自分に処方された睡眠導入剤をビールに混ぜて被害者に飲ませた。

▼同年8月15日の朝、被害者は睡眠導入剤入りのビールを何度か口にするも、効き目がなかった。
このため、自分に処方されている血圧降下剤をビールに足すも、同じく効果が現れないことから殺害を決意。
アパートの中で横になっている佐藤被告を被害者がまたごうとした際に転ばせ、殴ったり蹴ったりした。その後、手で首を絞めてからタオルで首を絞めて殺害。
部屋のテーブルの上にあった通帳とはんこを奪い、盛岡市内の銀行窓口に行ったが、金を下ろすことはできなかった。

以上が時系列だ。

この上で弁護側は、被害者の首を絞めた際に、殺すつもりがあったかどうかを尋ねた。
これに対し佐藤被告は、「被害者の首を絞め、意識がないことを確認した際『許しくれ、息を吹き返してくれ』という思いから首をもんだ」、「気絶させるだけで殺すつもりはなかった」と述べた。

この上で「前日まで一緒に食事をしたり、酒を飲んだりした人を殺めてしまい申し訳ないです。遺族にも申し訳ない」と謝罪の言葉を口にした。

一方、検察側の質問の中で佐藤被告は、8月15日の朝、被害者が外出するそぶりを見せたことから「年金を全て下ろされたら金がなくなる」と感じ、転ばせて犯行に及んだことを明かした。

ここから検察側は、捜査段階における調書を交えて質問を続けた。

それによると佐藤被告は、被害者の首をもんだ理由について、捜査段階では「首を絞めた痕跡を消そうとした」と供述していたという。

検察側が、法廷での発言との食い違いを指摘すると佐藤被告は「覚えていない」と返答。
しかし、再び同じ質問に話が及ぶと「そうしたかもしれないが、気がついたとしてもすぐには動けないだろうと思った」と小さな声で述べた。

また、手で首を絞めて被害者の意識を失わせてから、さらにタオルで首を絞めた理由を聞かれると、佐藤被告は「意識を取り戻して警察に通報されたら困ると思った」と返答。

当初は殺意がなかったとしながらも、意識を取り戻されないように再び首を絞めて殺害した矛盾点を指摘されると、佐藤被告は「パニックになっていた」などと語った。

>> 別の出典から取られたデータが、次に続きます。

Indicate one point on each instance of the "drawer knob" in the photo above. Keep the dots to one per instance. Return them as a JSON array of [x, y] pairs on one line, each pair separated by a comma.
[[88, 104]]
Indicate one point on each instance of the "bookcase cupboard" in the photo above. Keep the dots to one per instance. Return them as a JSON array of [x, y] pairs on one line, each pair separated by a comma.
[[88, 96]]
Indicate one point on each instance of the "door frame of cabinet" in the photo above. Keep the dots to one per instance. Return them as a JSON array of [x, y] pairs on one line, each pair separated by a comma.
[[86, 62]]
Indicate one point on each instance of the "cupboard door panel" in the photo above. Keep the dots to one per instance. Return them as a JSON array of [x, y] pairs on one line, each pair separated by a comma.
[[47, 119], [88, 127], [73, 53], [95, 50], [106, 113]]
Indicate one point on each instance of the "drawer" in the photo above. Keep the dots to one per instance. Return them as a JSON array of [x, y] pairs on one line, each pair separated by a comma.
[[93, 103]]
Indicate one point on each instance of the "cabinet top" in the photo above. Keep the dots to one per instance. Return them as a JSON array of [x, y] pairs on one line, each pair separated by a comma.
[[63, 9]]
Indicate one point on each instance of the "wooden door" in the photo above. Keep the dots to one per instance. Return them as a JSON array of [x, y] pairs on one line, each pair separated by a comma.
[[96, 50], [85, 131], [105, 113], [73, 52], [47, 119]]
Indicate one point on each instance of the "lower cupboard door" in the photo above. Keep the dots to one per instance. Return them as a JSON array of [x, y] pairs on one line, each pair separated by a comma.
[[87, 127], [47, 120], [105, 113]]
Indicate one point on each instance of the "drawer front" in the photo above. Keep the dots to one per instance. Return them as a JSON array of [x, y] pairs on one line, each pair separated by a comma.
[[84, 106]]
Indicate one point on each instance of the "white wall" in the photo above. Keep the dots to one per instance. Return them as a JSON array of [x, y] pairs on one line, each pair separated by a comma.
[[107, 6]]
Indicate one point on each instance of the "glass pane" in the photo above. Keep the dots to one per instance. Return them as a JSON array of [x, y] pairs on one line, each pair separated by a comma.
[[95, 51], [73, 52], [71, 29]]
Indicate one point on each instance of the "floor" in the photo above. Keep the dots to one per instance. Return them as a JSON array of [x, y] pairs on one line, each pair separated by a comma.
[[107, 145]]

さらに、暴行の詳細については「10回以上殴ったと思う」、気絶させるために首を絞める力を弱めることをしたかどうかを問われると「しなかったと思う」、「人を殺した経験がなかったから力の加減はわからない」とも述べた。

この裁判員裁判は7月19日も被告人質問が行われ、7月29日に判決が言い渡される。